Sunday, November 3, 2013

Meekness in analyzing sacred texts

Recently I noticed Moroni’s worries to the Lord about the efficacy of his writing, and I found the Lord’s response interesting.  Moroni writes:

25 Thou hast also made our words powerful and great, even that we cannot write them; wherefore, when we write we behold our weakness, and stumble because of the placing of our words; and I fear lest the Gentiles shall mock at our words.
26 And when I had said this, the Lord spake unto me, saying: Fools mock, but they shall mourn; and my grace is sufficient for the meek, that they shall take no advantage of your weakness; (Ether 12:25-26)

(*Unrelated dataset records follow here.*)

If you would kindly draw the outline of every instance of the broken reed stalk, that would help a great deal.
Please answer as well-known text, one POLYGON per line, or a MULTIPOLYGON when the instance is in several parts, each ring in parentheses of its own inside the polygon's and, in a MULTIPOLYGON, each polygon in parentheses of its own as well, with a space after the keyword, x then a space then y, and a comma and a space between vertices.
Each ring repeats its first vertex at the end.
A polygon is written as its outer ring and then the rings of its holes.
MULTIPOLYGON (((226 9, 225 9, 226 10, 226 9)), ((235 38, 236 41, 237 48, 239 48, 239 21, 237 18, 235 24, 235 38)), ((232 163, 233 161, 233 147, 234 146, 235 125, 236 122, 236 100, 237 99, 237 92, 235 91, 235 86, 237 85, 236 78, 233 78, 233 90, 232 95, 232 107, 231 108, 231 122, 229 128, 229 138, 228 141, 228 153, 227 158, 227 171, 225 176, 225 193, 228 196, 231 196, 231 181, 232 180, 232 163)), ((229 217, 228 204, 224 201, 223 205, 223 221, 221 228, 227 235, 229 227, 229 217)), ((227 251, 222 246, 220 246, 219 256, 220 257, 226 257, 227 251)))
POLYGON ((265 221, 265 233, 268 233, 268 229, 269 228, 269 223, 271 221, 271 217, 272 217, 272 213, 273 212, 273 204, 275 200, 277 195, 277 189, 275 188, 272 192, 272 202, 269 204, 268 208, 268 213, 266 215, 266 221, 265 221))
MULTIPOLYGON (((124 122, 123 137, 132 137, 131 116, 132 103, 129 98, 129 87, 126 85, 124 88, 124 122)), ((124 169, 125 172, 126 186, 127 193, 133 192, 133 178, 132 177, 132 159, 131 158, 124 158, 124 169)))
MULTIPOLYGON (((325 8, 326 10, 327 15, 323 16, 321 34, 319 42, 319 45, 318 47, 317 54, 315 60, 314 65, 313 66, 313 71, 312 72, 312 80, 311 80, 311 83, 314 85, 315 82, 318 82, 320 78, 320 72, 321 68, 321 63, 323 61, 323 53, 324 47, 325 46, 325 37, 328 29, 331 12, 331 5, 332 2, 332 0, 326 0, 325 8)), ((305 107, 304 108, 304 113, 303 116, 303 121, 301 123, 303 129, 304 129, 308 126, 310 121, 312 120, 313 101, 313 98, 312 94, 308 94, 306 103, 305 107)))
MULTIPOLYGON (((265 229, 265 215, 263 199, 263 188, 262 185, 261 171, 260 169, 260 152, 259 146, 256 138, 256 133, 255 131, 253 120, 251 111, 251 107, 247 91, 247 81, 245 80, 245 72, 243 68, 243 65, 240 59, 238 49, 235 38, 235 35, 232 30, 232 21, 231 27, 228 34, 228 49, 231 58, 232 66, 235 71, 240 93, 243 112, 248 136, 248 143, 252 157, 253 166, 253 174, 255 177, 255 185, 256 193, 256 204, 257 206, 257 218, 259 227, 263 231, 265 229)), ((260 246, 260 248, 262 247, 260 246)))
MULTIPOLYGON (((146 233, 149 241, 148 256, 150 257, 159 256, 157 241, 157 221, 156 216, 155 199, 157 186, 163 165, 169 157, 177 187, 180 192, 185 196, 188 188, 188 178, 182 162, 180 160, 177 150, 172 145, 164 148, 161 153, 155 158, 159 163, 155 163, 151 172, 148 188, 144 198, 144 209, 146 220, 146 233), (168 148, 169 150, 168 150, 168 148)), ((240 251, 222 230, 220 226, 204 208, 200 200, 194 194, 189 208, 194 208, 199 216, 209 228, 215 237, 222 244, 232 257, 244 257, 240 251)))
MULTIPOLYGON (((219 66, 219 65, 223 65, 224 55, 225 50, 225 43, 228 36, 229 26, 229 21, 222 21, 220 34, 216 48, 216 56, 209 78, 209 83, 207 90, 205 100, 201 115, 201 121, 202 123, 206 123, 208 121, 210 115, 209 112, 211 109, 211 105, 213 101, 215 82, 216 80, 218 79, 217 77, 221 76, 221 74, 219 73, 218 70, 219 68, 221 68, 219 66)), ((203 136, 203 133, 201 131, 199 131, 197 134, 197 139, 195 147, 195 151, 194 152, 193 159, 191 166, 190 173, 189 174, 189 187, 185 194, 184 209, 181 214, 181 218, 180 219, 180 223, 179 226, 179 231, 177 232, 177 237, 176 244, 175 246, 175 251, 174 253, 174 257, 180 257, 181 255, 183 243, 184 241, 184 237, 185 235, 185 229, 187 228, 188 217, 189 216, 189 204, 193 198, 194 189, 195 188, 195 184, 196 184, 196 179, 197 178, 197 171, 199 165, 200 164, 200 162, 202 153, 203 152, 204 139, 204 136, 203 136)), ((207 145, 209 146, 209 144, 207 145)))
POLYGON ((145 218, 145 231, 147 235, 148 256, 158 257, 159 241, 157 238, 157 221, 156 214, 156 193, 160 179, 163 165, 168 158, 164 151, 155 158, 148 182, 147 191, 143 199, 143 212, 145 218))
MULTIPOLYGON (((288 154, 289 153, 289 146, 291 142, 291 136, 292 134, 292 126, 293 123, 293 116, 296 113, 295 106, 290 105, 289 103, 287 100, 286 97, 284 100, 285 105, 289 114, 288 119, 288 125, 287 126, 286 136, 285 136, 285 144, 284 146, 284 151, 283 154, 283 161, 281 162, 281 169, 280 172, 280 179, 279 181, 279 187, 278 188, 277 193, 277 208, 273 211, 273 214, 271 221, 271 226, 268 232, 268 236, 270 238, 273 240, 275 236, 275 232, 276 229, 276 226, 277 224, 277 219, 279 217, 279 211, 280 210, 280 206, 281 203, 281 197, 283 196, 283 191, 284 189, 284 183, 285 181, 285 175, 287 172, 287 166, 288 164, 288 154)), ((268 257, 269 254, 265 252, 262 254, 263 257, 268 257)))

Moroni was pondering the problem that just about every writer of the sacred has discovered at some point—that words are simply inadequate to capture the power and glories of spiritual experience.   He also had more problems with writing on plates – very little opportunity for editing what was already engraved, except with an added “or rather” or “I would speak in other words.”  (If he was a perfectionist at all, this writing the sacred on gold plates would have been very hard.)  Moroni was very concerned the final product would cut a poor figure in the world, and only be made fun of by Gentile readers.

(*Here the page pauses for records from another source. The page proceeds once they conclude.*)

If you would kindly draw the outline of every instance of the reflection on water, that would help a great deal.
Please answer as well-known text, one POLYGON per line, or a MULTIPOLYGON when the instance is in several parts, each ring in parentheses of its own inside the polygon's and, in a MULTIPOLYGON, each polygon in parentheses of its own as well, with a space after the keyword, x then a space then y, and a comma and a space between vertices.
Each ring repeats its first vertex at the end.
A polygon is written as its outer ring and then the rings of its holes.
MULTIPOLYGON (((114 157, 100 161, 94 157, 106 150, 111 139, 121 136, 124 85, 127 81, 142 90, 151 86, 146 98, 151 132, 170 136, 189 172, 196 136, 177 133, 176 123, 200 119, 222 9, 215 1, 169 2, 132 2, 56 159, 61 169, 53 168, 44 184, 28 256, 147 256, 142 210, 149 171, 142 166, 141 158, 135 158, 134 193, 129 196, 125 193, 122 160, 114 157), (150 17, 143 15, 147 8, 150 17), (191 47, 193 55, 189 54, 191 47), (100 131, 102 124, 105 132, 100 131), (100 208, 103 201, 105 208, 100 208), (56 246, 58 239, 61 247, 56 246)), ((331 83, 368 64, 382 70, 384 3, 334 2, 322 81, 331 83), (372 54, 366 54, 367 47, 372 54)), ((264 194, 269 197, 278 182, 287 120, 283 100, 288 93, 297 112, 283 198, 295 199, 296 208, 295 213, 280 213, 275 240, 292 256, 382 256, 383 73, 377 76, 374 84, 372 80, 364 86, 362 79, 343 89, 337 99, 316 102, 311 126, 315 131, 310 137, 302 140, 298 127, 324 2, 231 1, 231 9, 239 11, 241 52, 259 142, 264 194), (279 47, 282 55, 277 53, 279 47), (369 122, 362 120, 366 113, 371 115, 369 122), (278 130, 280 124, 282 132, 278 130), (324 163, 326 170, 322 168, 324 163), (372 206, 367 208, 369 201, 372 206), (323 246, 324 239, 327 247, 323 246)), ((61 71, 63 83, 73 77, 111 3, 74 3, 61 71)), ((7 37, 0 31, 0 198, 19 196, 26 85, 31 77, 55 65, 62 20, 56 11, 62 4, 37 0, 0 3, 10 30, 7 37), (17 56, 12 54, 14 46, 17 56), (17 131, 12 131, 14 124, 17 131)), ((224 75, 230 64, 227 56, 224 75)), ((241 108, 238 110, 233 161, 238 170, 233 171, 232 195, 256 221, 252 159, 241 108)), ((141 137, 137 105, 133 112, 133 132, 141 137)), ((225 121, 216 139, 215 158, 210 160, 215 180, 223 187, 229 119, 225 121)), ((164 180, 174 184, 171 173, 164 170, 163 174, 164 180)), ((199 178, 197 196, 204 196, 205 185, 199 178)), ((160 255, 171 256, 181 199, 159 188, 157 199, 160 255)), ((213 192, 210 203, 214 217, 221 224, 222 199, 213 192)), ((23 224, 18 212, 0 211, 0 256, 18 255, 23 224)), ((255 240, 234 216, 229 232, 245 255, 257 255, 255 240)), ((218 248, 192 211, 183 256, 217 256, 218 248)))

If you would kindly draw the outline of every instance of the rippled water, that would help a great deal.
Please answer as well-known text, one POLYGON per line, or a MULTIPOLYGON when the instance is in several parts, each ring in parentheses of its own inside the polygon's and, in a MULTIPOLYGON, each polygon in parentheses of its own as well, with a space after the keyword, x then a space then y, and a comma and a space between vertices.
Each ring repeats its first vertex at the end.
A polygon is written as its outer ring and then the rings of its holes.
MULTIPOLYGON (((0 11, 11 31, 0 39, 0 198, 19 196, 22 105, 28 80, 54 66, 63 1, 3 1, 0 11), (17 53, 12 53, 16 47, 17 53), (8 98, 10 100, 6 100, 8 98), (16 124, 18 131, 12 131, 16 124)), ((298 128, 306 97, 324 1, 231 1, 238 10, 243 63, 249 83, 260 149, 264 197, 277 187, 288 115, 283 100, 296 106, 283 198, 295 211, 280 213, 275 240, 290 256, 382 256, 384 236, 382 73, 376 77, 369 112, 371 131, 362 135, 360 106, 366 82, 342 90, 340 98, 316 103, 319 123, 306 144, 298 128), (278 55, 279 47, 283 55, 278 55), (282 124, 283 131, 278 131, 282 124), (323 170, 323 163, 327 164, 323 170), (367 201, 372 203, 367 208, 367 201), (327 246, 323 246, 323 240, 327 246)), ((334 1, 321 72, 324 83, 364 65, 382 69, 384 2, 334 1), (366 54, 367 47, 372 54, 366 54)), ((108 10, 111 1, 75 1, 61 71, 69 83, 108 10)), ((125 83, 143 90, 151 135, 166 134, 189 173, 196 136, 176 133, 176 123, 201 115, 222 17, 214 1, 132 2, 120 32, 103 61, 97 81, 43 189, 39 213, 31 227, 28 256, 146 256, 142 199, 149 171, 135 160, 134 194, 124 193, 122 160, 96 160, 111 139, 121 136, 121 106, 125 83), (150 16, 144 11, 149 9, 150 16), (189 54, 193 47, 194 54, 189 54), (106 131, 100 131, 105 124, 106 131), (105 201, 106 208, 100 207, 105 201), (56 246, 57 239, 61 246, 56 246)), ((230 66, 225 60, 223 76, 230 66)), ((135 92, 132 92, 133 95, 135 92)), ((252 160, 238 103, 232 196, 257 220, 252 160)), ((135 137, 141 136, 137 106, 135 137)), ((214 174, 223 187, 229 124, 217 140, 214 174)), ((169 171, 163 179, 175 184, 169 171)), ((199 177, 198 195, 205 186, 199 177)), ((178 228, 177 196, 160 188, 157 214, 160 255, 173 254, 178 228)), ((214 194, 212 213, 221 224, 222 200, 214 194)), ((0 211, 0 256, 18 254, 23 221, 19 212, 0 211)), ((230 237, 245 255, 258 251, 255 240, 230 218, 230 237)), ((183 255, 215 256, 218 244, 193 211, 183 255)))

When the Lord answers, “Fools mock, but they shall mourn,” we see an implicit acknowledgement that some Gentiles would mock what Moroni and his father had written.  But it also contains a reassurance that reader mockery reflects badly on the reader, not the writer.  Fools mock the sacred because they are too foolish to value the sacred as they ought.  If they mock the admonition to repent and come to Christ, then they will remain in their sins, and in the end their judgment will come upon them.  They will mourn for their sins that might have been swept away if they had been more wise to listen and obey.

The Lord also adds, “my grace is sufficient for the meek, that they shall take no advantage of your weakness,” which is an acknowledgement that at a certain level, the Lord saw that Moroni’s writing did have a certain weakness to it.  (Part of me suspects that Moroni was actually an excellent writer and that the Lord knew that writing style standards don’t translate well, so even Moroni’s skill would sound odd to us.)  Yet, meek people read the book, and the power of God they feel from it makes up for the weakness, just as the Lord promised. 

The Lord’s answer shows us that how sacred texts are received is more a measure of the reader than the writer.


Downtown Dave said...

To make sure something I am reading or hearing is sacred, I compare it to what I know is sacred...the Bible.

Michaela Stephens said...

That's helpful--to compare texts. Do you only use the Bible?